The women’s Category 1/2/3 race also included a sprint for the podium spots, and like Heaberlin, Leia Tyrrell ended up in third place. The 23-year-old Corvallis resident found herself among five riders battling up the final climb of the 80K race, won by Beth Ann Orton. Lelah O’Shaughnessy followed in second.
“Beth definitely got me at the finish,” said Tyrrell, the Oregon Bicycle Racing Association Women’s Prestige Series Cat 1/2/3 points leader. “She had a nice acceleration.”
The race kicked off a busy week of cycling for Tyrrell. On Tuesday, she was scheduled to begin competition in the Cascade Cycling Classic, a six-day stage race that annually draws some top-flight female cyclists to Central Oregon.
The Montinore Road Race also exorcised some demons for Tyrrell, this year’s OBRA women’s Cat 1/2/3 road race champion. Last year’s edition, she noted, was her first mass-start event after returning from a serious cycling accident two springs ago that left her in a coma for 11 days.
Last year, the Montinore event’s corners left her intimidated, and after she fell on one, she pulled herself from her race.
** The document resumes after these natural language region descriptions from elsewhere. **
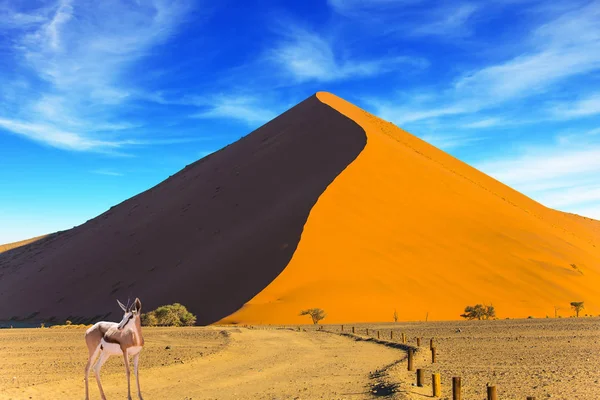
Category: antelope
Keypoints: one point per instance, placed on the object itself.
(110, 338)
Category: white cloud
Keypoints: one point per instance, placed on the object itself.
(448, 21)
(307, 56)
(56, 137)
(410, 17)
(448, 142)
(244, 108)
(483, 123)
(560, 177)
(563, 48)
(106, 172)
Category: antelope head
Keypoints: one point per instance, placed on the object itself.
(131, 313)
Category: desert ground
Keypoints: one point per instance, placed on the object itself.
(545, 358)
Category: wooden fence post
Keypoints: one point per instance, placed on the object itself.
(492, 394)
(420, 377)
(456, 388)
(437, 385)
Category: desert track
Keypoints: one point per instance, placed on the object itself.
(254, 364)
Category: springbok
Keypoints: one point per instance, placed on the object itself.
(110, 338)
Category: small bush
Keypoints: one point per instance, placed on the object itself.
(479, 312)
(315, 313)
(169, 315)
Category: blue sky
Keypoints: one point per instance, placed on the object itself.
(100, 100)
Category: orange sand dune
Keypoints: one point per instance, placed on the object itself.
(406, 226)
(14, 245)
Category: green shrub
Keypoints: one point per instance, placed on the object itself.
(169, 315)
(479, 312)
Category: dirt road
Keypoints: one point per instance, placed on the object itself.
(255, 364)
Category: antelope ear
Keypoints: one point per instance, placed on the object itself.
(137, 304)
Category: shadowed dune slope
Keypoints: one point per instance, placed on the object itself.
(408, 227)
(211, 237)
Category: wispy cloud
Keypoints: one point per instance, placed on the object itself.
(448, 21)
(565, 47)
(74, 59)
(418, 17)
(106, 172)
(308, 56)
(483, 123)
(559, 177)
(56, 137)
(449, 142)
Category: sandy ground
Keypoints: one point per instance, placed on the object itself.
(218, 363)
(545, 358)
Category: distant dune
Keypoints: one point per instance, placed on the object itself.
(326, 206)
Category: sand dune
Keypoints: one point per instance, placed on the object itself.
(211, 237)
(14, 245)
(408, 227)
(301, 213)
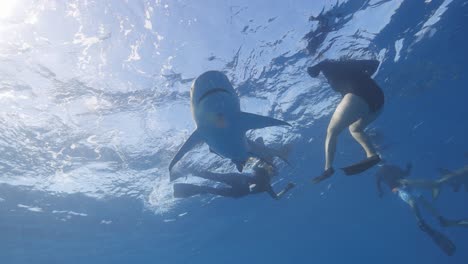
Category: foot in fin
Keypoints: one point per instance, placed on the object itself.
(444, 243)
(362, 165)
(326, 174)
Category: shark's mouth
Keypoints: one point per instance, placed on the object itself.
(210, 92)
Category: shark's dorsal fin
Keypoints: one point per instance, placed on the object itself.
(191, 142)
(252, 121)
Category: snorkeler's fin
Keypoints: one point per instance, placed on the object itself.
(443, 242)
(440, 239)
(361, 166)
(185, 190)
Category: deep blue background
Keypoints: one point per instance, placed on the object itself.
(338, 221)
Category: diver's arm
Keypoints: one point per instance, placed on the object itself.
(275, 195)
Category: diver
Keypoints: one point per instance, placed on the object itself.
(455, 179)
(392, 176)
(238, 184)
(361, 104)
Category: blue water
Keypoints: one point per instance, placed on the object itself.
(95, 102)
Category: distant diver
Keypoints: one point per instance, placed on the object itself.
(237, 184)
(393, 176)
(325, 24)
(455, 179)
(220, 122)
(361, 104)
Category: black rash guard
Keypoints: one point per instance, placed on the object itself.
(354, 76)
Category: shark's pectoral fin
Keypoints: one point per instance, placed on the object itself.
(252, 121)
(191, 142)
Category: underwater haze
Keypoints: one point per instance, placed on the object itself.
(95, 102)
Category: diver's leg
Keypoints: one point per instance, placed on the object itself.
(349, 110)
(357, 131)
(226, 178)
(184, 190)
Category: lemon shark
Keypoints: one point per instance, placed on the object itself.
(221, 124)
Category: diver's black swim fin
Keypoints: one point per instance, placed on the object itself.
(361, 166)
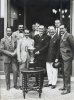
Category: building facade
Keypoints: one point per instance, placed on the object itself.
(15, 14)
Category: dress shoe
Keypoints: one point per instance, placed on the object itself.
(47, 85)
(21, 88)
(35, 85)
(8, 87)
(53, 86)
(65, 92)
(62, 89)
(16, 87)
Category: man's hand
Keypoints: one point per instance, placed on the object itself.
(37, 52)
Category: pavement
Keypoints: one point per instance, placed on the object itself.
(47, 92)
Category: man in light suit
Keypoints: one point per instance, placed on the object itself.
(8, 45)
(57, 26)
(66, 49)
(18, 34)
(52, 57)
(22, 53)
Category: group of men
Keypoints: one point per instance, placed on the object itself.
(51, 45)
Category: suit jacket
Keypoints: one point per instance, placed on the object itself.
(67, 46)
(53, 49)
(41, 45)
(8, 45)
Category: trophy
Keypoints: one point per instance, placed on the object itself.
(31, 54)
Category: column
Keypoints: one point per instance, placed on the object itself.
(72, 26)
(5, 16)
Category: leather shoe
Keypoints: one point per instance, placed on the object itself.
(21, 88)
(62, 89)
(47, 85)
(35, 85)
(65, 92)
(8, 87)
(53, 86)
(16, 87)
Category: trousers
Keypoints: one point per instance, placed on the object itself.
(67, 73)
(52, 73)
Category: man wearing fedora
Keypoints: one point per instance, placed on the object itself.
(52, 57)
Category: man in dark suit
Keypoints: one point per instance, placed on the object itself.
(57, 26)
(41, 47)
(34, 30)
(66, 49)
(52, 57)
(8, 46)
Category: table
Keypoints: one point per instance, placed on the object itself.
(25, 73)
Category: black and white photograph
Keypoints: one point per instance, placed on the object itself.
(36, 49)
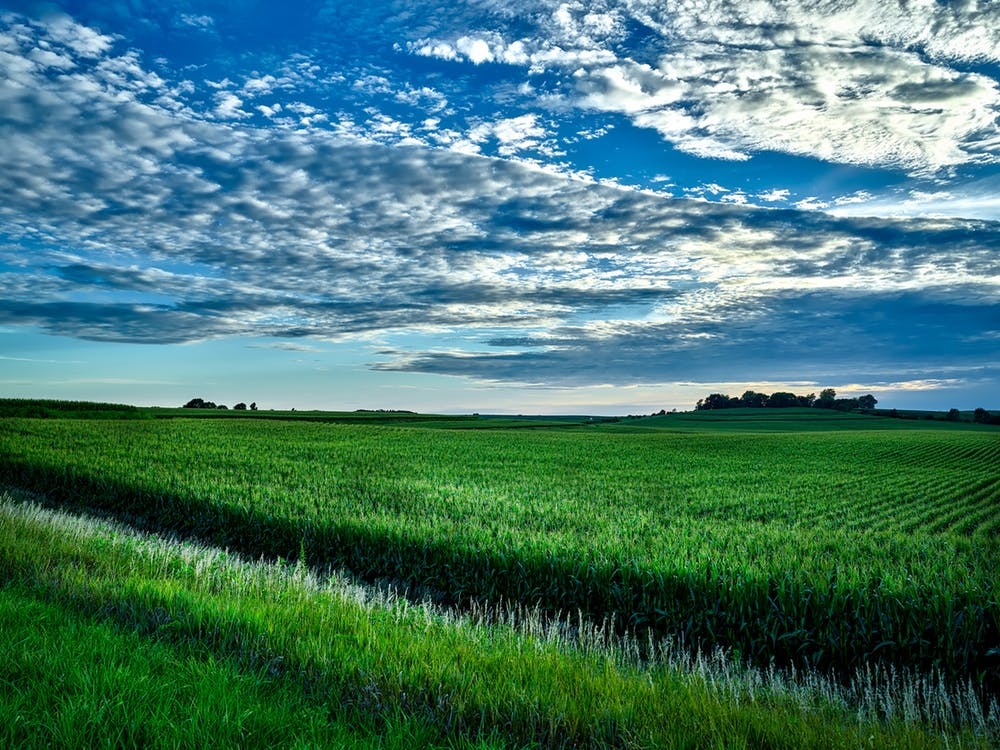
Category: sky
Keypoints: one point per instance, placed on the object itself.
(523, 206)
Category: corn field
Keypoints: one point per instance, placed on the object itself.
(834, 551)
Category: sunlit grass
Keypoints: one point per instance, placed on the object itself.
(135, 626)
(826, 550)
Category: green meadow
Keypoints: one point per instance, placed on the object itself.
(795, 578)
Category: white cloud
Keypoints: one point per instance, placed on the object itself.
(228, 106)
(865, 83)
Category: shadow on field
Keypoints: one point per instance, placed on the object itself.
(767, 622)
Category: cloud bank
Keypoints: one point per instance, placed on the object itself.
(136, 210)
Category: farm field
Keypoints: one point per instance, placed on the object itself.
(836, 548)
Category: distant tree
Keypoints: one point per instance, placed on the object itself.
(717, 401)
(846, 404)
(753, 400)
(826, 399)
(867, 401)
(782, 400)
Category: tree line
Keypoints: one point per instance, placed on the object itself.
(200, 403)
(827, 399)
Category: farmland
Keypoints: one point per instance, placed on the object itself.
(832, 545)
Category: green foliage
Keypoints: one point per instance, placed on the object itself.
(112, 638)
(827, 550)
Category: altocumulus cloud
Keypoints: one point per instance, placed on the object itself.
(149, 217)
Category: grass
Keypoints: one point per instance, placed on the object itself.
(824, 549)
(664, 578)
(115, 638)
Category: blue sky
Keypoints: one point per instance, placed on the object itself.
(527, 206)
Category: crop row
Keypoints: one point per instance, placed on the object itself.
(828, 550)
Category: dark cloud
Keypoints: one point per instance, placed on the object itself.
(130, 215)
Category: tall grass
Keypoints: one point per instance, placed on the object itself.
(195, 639)
(828, 551)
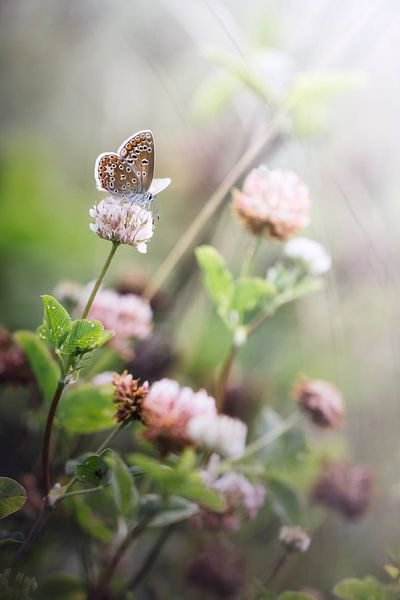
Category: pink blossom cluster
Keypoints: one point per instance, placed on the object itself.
(128, 315)
(242, 500)
(274, 203)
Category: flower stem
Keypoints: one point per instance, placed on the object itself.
(223, 378)
(99, 280)
(47, 437)
(101, 589)
(270, 135)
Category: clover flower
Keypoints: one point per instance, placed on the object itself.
(345, 488)
(242, 500)
(123, 222)
(322, 401)
(294, 539)
(168, 408)
(221, 433)
(312, 255)
(128, 315)
(274, 203)
(128, 396)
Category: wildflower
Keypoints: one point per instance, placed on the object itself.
(242, 500)
(129, 316)
(275, 203)
(344, 488)
(294, 539)
(13, 364)
(128, 396)
(322, 401)
(310, 254)
(220, 433)
(168, 408)
(123, 222)
(218, 569)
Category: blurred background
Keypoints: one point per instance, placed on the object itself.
(79, 77)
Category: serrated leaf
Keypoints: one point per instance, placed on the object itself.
(92, 470)
(87, 409)
(56, 322)
(251, 292)
(44, 367)
(85, 336)
(122, 485)
(12, 496)
(217, 278)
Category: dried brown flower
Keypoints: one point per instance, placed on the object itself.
(345, 488)
(321, 400)
(128, 396)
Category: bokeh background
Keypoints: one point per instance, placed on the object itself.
(79, 77)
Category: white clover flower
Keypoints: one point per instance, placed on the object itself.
(273, 203)
(121, 221)
(223, 434)
(312, 254)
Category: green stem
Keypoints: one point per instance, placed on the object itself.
(99, 280)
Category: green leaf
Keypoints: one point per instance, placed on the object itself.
(364, 589)
(93, 470)
(11, 537)
(87, 409)
(285, 501)
(251, 292)
(44, 367)
(122, 485)
(294, 596)
(88, 520)
(217, 279)
(56, 322)
(173, 510)
(85, 336)
(12, 496)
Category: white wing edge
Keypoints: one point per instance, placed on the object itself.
(158, 185)
(122, 146)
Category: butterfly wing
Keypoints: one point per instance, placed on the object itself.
(139, 150)
(117, 175)
(158, 185)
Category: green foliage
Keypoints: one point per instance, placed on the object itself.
(87, 409)
(233, 299)
(43, 365)
(122, 485)
(70, 337)
(180, 478)
(365, 589)
(294, 596)
(92, 470)
(12, 496)
(167, 511)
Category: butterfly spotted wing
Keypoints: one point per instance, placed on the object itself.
(130, 171)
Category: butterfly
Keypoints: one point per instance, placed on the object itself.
(128, 173)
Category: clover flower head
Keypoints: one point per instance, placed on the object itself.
(322, 401)
(294, 539)
(123, 222)
(275, 203)
(128, 315)
(344, 488)
(128, 396)
(168, 408)
(309, 253)
(242, 500)
(221, 433)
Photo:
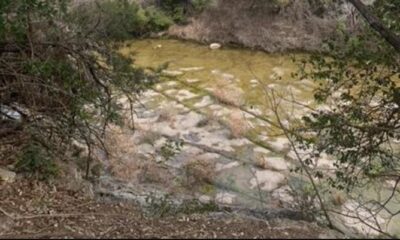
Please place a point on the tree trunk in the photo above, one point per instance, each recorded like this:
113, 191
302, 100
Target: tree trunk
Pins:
377, 25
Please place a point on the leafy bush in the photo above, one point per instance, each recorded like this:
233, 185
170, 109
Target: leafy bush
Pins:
120, 20
63, 84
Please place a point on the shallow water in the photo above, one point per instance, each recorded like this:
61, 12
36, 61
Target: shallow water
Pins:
244, 65
245, 79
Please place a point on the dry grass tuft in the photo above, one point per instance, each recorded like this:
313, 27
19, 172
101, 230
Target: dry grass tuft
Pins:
238, 124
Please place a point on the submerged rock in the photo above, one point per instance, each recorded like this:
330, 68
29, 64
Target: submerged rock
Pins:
7, 176
172, 73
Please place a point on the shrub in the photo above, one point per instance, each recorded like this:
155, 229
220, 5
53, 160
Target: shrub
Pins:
120, 20
35, 161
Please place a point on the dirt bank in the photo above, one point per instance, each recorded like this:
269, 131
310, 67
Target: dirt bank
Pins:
37, 210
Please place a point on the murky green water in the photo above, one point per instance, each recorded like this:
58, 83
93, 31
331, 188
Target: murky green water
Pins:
244, 65
254, 73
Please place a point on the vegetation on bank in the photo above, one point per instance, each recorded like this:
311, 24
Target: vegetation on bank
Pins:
122, 20
61, 78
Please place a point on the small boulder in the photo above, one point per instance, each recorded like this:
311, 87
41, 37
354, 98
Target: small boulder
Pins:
214, 46
7, 176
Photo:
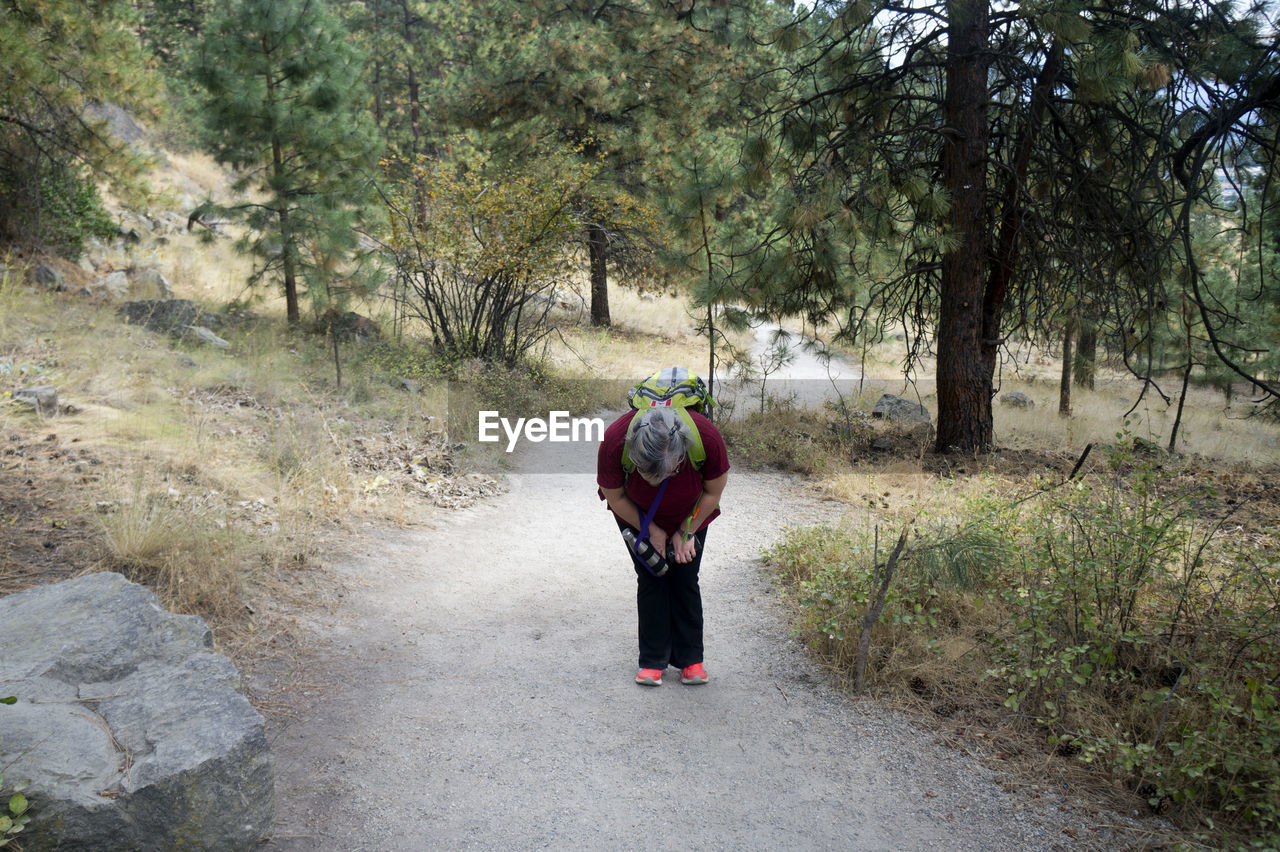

But she had no such issues this time around.
“I was excited to redo it this year, because I knew this course suits me,” Tyrrell observed. “I like this course. I just couldn’t handle it last year.”
Sunday also was a pretty good day for Clint Ebert, a 53-year-old Forest Grove resident who competed in the masters men 50 and older Cat 1/2/3 division.
“I was happy because last year when I did it, I got dropped on the very first lap going up the hill,” he said. “This year was better.”
In fact, Ebert, who finished 10th in his division, said through five of eight laps he stuck with the main pack, which included riders in the masters men 35 and older Cat 1/2/3 division.
Paul Zagacki, one of Ebert’s bicycleattorney.com teammates, had birthday plans after the race. He turned 42 on Saturday, but put off celebrations for a day so he could race in Forest Grove.
“I’m going to go home, pick up my daughter, take her to the Thorns game, try not to fall asleep at the Thorns game, come home and have a barbecue and try not to fall asleep at the barbecue,” the Lake Oswego resident said.
A little birthday fun after some cycling fun.
“I think it’s a great event,” said Zagacki, 14th in the masters men Cat 1/2/3 division. “The climb’s not too hard, steep enough to slow everybody down, but not too long. The downhill after the climb is actually harder than the climb because of the crosswinds and everybody’s going hard. The downhill hurt more than the climb.”
In addition to Sheagley and Orton, division winners were Adnan Kadir (masters men 35 and older Cat 1/2/3), Luis Valls (masters men 50 and older Cat 1/2/3), Daniel Lincoln (men Cat 4/5), Johnathan Sharp (masters men 35 and older Cat 4/5), Deann Garcia (women Cat 4/5) and Kitt Pratt (women 40 and older).